Categories: Branding

The Fight

This is the final theme in a series of seven. We’ve developed these to help us decide on the future direction of the Mozilla brand, and now we want your thoughts as well.

Here, we’re seeing Mozilla as the independent voice fighting for an open Internet. Read the words, consider the pictures*, then ask yourself:
Does this reflect what Mozilla promises to the world?
Does this reinforce the experiences and values Mozilla delivers?
Does this communicate the ‘right’ image to the world?

Please use the comments below to let us know what you think.

* The images you see on these boards are for illustrative purposes only. Don’t take offense if we’ve used an image of your company or project – please be flattered.

6 comments on “The Fight”

  1. David Tenser wrote on

    I think this theme puts too much emphasis on the resistance against “the bad”, and it implies too much that we’re an (aggressive) activist organization. I’d like to see us balance more towards being visionary, seen as leading both the conversations as well as the solutions to a more open Internet. Less “the rebels who will fight against the corporate giants” – because after all, we’re more pragmatic than that.

  2. Eric Shepherd wrote on

    I agree with David. This theme makes us sound angry and pushy, rather than open, inviting, and cheerfully helpful. I actively dislike this one.

    1. Tim Murray wrote on

      Thanks, Eric. One challenge we’re grappling with is nudging people out of their lethargy and oh-well attitude when it comes to the Internet. People who wouldn’t let someone take advantage of them IRL willingly turn over their value online or accept limits on their freedom ad personal identity in return for content they like. Might The Fight be the thing that gets their attention and makes them think twice? Might there be some aspect from another theme that would might leaven some of the pushiness and anger you see in this one?

  3. Tambara Mbadiwe wrote on

    I don’t see why any of the above would make us angry and pushy. Occupy London, peaceful sit ins, Tienanmen Square, unarmed students massacred by the PLA, The Hong Kong Umbrella Revolution if I’m not mistaken, non violent street protests.

    The very fact that we perceive any form of protest as angry, pushy, aggressive and attribute negative connotations to the word activist is exactly why people are not doing anything about their shrinking online liberties. Make no mistake, we are in a struggle. An open internet is in direct opposition to the goals of almost every government world wide. Simply by raising awareness of how to avoid online tracking, before you look at anything else, Mozilla makes itself diametrically opposed to the claimed “national interest” of every nation conducting online surveillance. Same with its support of un-backdoored encryption. Same with its financial support for technologies like Tor and Tails.
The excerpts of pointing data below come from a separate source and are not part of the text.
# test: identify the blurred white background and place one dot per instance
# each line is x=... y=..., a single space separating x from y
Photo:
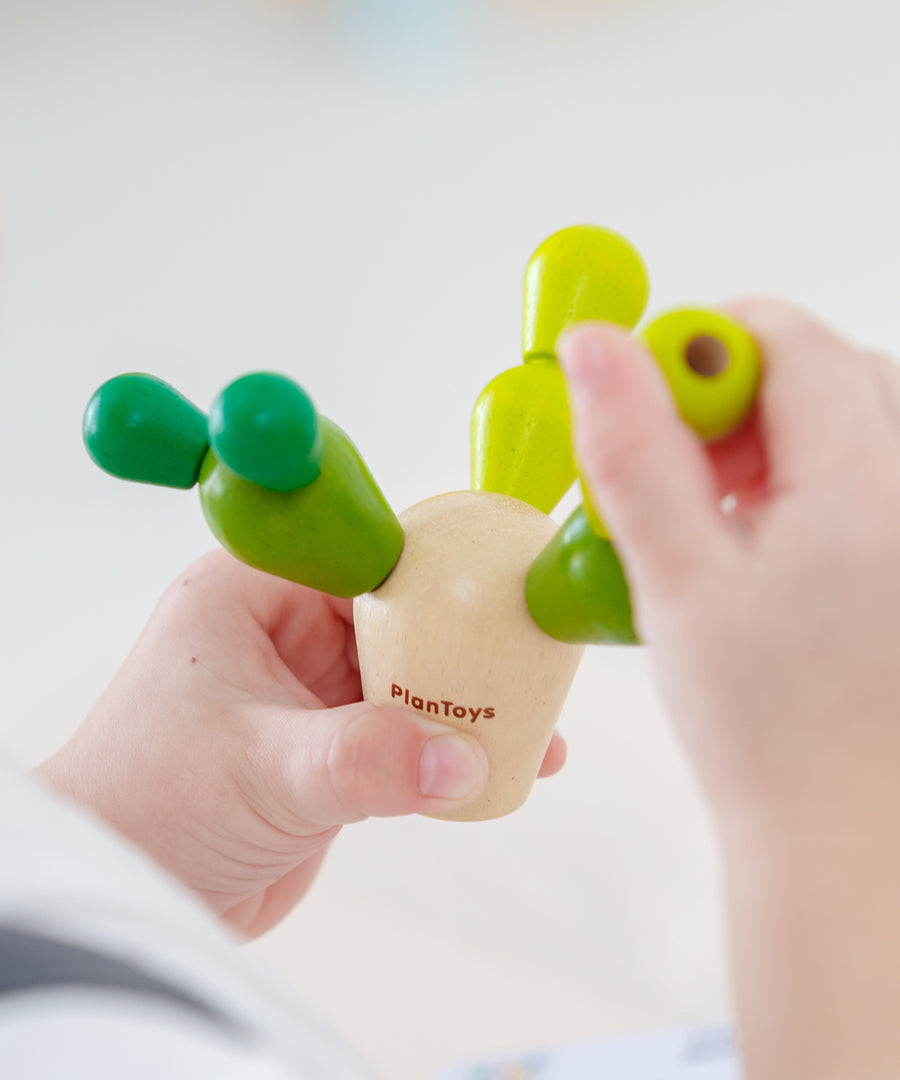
x=349 y=192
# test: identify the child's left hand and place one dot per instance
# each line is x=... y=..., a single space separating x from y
x=233 y=744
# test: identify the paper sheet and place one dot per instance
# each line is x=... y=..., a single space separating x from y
x=709 y=1054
    This is a fight. This has always been a fight. But as the images above show, there are many ways to fight and if we challenge our preconceived notions and think about these images critically we will see that fighting isn’t always “angry and pushy”. The fight can be a provocative yet nuanced theme that truly and honestly reflects the realities of the world, that powerful entities control the internet and they do not have our best interests at heart. They need to be stood up to.

    I vote for the fight.

    1. Tim Murray wrote on

      You make a good point, Tambara that opposition doesn’t have to equate with anger or pushiness, and that nonviolent protest is usually the most effective way to meet a greater force. Whether the larger power is governmental or corporate, individuals who are well informed and motivated to seek independence will ultimately prevail as history proves. Our biggest challenge with The Fight is its perpetuity. Can we sustain it? We see a future where the increasing corporate and government control of the Internet begins to reverse through the distributed actions of good people who make positive choices for themselves and others. We can help bring that about by empowering people to inform themselves and act on their conscience. The Fight we may need to wage is to shake people out of their feelings of complacency (and complicity) and paint a vision of an alternate future for them to seek. Thanks for leading this conversation.

      1. André Jaenisch wrote on

        Duran Adam (http://www.nydailynews.com/news/world/performance-artist-symbol-anti-government-protests-turkey-article-1.1375779) would fit in here as well :-)

        “The very fact that we perceive any form of protest as angry, pushy, aggressive and attribute negative connotations to the word activist is exactly why people are not doing anything about their shrinking online liberties.”
        … you are right O:
        I must confess that I dislike activism because of its connotation.

        I thought about what made the images feel angry to me. I think, it’s the black/white colour palette + the poses (the risen clenched fist as symbol for protest). Red and yellow seem to be popular in the images as well.